Jahrestagung der Gesellschaft für Medizinische Ausbildung (GMA)
Jahrestagung der Gesellschaft für Medizinische Ausbildung (GMA)
Lernen aus Fehlern im Unterricht am Patienten: Welche Fehler passieren und wie lernförderlich gehen Dozierende damit um?
Text
Hintergrund: UaP bietet Studierenden vielfältige Möglichkeiten, klinische Untersuchung, Anamnese, Diagnostik und Entscheidungsfindung praktisch zu erproben. Dabei machen Studierende selbstverständlich Fehler. Wie in der Unterrichtsforschung beschrieben, können diese als wertvolle Lernanlässe genutzt werden können, sofern sie konstruktiv z.B. durch unterstützende Rückmeldungen aufgegriffen werden [1]. Bislang wurde kaum empirisch untersucht, welche Arten von Studierendenfehlern sich im Lehrformat UaP beobachten lassen und wie klinische Lehrende darauf reagieren.
Zielsetzung: In dieser Studie berichten wir Ergebnisse aus einer Videostudie [2] zu drei Fragestellungen:
- Welche Typen von Studierendenfehlern lassen sich in UaP beobachten?
- Wie reagieren Lehrende auf diese Fehler?
- Adaptieren Lehrende ihre Reaktionen an unterschiedliche Fehlerarten?
Methode: Analysiert wurden 36 videografierte UaP aus den Fächern Innere Medizin, Neurologie und Orthopädie mit insgesamt 259 Studierenden und 24 Lehrenden. Alle Studierendenfehler wurden auf Basis eines theoretisch fundierten Kategoriensystems codiert (u.a. Reproduktionsfehler, Verständnisfehler, Fehler bei der Anwendung von Wissen oder Fertigkeiten, analytische Fehler). Die Reaktionen der Lehrenden wurden entlang dreier Dimensionen klassifiziert: Art des Feedbacks (z.B. explizite Zurückweisung vs. weiterführende Nachfrage), Grad der Elaborationsanregung (niedrig vs. hoch) und Zeit, den Fehler selbst zu korrigieren. Die Interrater-Reliabilität war insgesamt hoch (Cohen’s κ u.a. bis 0.91).

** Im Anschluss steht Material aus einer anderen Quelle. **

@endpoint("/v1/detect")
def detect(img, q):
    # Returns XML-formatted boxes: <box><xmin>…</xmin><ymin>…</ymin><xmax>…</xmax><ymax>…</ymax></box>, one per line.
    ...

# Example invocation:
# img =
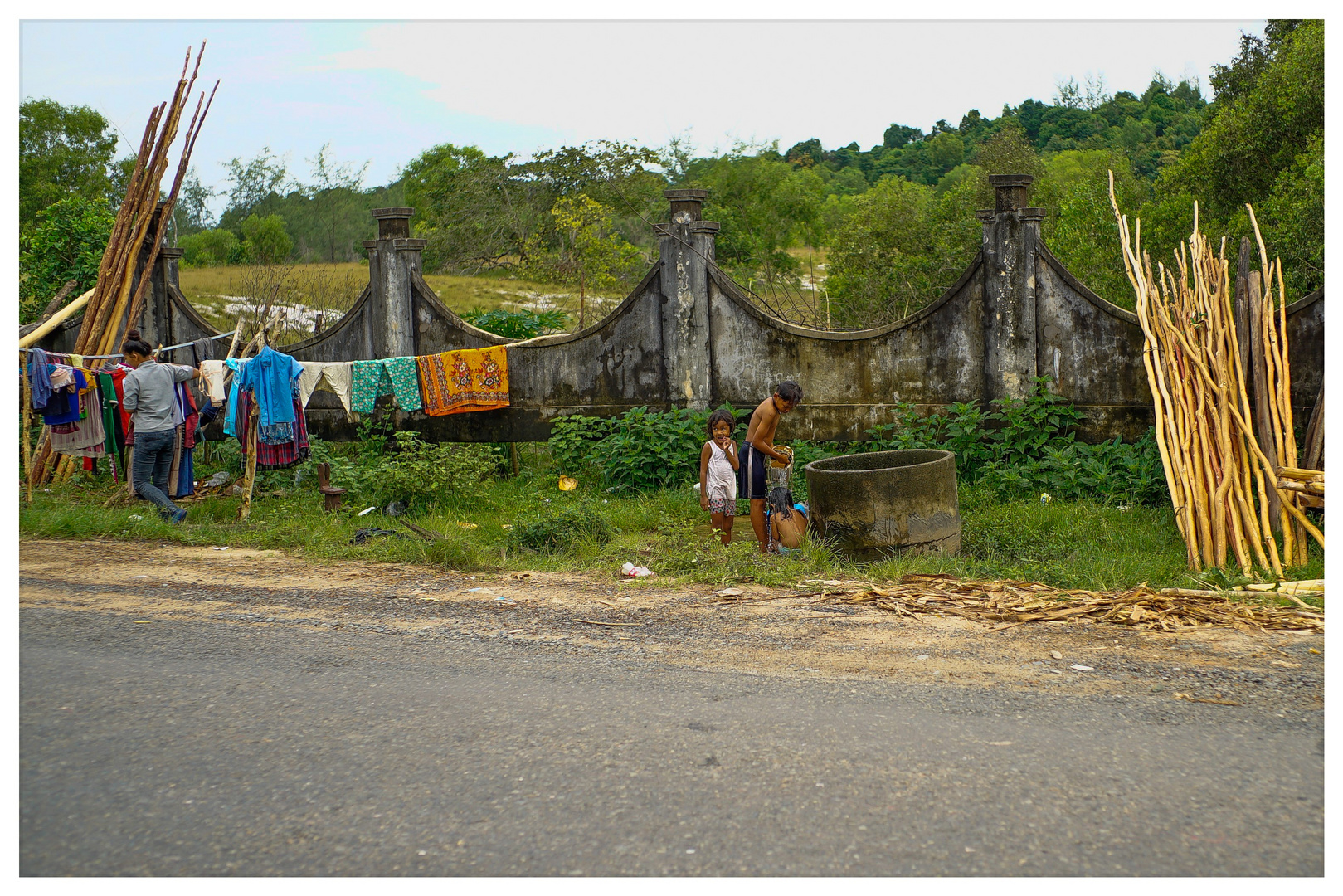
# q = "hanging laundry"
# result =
<box><xmin>298</xmin><ymin>362</ymin><xmax>353</xmax><ymax>414</ymax></box>
<box><xmin>224</xmin><ymin>358</ymin><xmax>247</xmax><ymax>436</ymax></box>
<box><xmin>41</xmin><ymin>365</ymin><xmax>89</xmax><ymax>426</ymax></box>
<box><xmin>236</xmin><ymin>391</ymin><xmax>309</xmax><ymax>470</ymax></box>
<box><xmin>238</xmin><ymin>345</ymin><xmax>304</xmax><ymax>434</ymax></box>
<box><xmin>191</xmin><ymin>338</ymin><xmax>215</xmax><ymax>367</ymax></box>
<box><xmin>200</xmin><ymin>358</ymin><xmax>226</xmax><ymax>404</ymax></box>
<box><xmin>108</xmin><ymin>364</ymin><xmax>136</xmax><ymax>446</ymax></box>
<box><xmin>28</xmin><ymin>348</ymin><xmax>51</xmax><ymax>411</ymax></box>
<box><xmin>351</xmin><ymin>358</ymin><xmax>423</xmax><ymax>414</ymax></box>
<box><xmin>48</xmin><ymin>381</ymin><xmax>108</xmax><ymax>457</ymax></box>
<box><xmin>98</xmin><ymin>371</ymin><xmax>122</xmax><ymax>482</ymax></box>
<box><xmin>51</xmin><ymin>364</ymin><xmax>75</xmax><ymax>390</ymax></box>
<box><xmin>415</xmin><ymin>345</ymin><xmax>509</xmax><ymax>416</ymax></box>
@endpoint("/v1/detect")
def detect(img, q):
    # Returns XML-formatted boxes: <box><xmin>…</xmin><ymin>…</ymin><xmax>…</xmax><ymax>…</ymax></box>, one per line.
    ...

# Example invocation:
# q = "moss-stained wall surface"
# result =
<box><xmin>43</xmin><ymin>187</ymin><xmax>1324</xmax><ymax>442</ymax></box>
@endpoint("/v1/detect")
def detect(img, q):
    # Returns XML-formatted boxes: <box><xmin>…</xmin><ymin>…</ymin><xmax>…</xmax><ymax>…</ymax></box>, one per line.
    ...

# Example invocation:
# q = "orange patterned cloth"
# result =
<box><xmin>415</xmin><ymin>345</ymin><xmax>508</xmax><ymax>416</ymax></box>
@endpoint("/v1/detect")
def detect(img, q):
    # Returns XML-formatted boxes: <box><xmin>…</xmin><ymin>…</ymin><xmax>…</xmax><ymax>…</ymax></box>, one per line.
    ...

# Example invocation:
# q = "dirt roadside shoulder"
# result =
<box><xmin>19</xmin><ymin>540</ymin><xmax>1324</xmax><ymax>718</ymax></box>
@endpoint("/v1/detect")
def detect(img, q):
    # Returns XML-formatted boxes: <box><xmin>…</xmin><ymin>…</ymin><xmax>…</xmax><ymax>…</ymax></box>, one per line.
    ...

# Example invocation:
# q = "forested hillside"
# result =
<box><xmin>19</xmin><ymin>20</ymin><xmax>1324</xmax><ymax>325</ymax></box>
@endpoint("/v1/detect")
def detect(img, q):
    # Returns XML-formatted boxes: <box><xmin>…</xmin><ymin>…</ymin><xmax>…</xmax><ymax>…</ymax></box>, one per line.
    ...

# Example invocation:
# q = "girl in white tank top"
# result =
<box><xmin>699</xmin><ymin>410</ymin><xmax>740</xmax><ymax>544</ymax></box>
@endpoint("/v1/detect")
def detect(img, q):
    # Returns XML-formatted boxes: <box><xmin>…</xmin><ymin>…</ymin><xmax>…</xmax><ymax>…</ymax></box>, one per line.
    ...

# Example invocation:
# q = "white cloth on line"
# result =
<box><xmin>200</xmin><ymin>362</ymin><xmax>227</xmax><ymax>407</ymax></box>
<box><xmin>298</xmin><ymin>362</ymin><xmax>354</xmax><ymax>414</ymax></box>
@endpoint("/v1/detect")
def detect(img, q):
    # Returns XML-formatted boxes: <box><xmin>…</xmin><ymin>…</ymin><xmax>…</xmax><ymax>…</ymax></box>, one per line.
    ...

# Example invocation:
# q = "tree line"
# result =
<box><xmin>19</xmin><ymin>20</ymin><xmax>1324</xmax><ymax>325</ymax></box>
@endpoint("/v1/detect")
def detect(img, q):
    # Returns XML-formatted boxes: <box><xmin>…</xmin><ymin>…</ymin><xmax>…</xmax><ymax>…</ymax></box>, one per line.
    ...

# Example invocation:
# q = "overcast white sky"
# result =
<box><xmin>19</xmin><ymin>20</ymin><xmax>1263</xmax><ymax>211</ymax></box>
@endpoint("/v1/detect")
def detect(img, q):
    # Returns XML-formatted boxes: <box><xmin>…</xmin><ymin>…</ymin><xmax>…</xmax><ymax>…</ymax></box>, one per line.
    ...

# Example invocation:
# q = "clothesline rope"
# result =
<box><xmin>20</xmin><ymin>329</ymin><xmax>238</xmax><ymax>362</ymax></box>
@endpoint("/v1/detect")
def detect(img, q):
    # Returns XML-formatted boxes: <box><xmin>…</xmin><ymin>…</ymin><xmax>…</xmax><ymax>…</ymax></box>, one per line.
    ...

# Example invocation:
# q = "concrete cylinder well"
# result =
<box><xmin>805</xmin><ymin>450</ymin><xmax>961</xmax><ymax>560</ymax></box>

Ergebnisse und Diskussion: Insgesamt wurden 372 einzelne Fehlerereignisse codiert. Am häufigsten traten Reproduktionsfehler auf (32,8%), gefolgt von Fehlern bei der Anwendung von Fertigkeiten (30,1%). In der Analyse der Lehrendenreaktionen zeigte sich Folgendes: Explizite Zurückweisung war die häufigste Reaktionsform (62,1%), besonders in Neurologie und Orthopädie. Ein hoher Elaborationsgrad wurde in 55,1% der Fälle beobachtet, jedoch seltener bei Reproduktionsfehlern. Zeit für Fehlerkorrektur wurde insgesamt nur in 45,2% der Fälle gewährt; am seltensten bei Reproduktions- und Verständnisfehlern. Mixed-Model-Analysen zeigen, dass Reproduktionsfehler signifikant häufiger mit Zurückweisung und geringer Elaborationsanregung einhergingen und Studierende dabei seltener Zeit zur Selbstkorrektur erhielten.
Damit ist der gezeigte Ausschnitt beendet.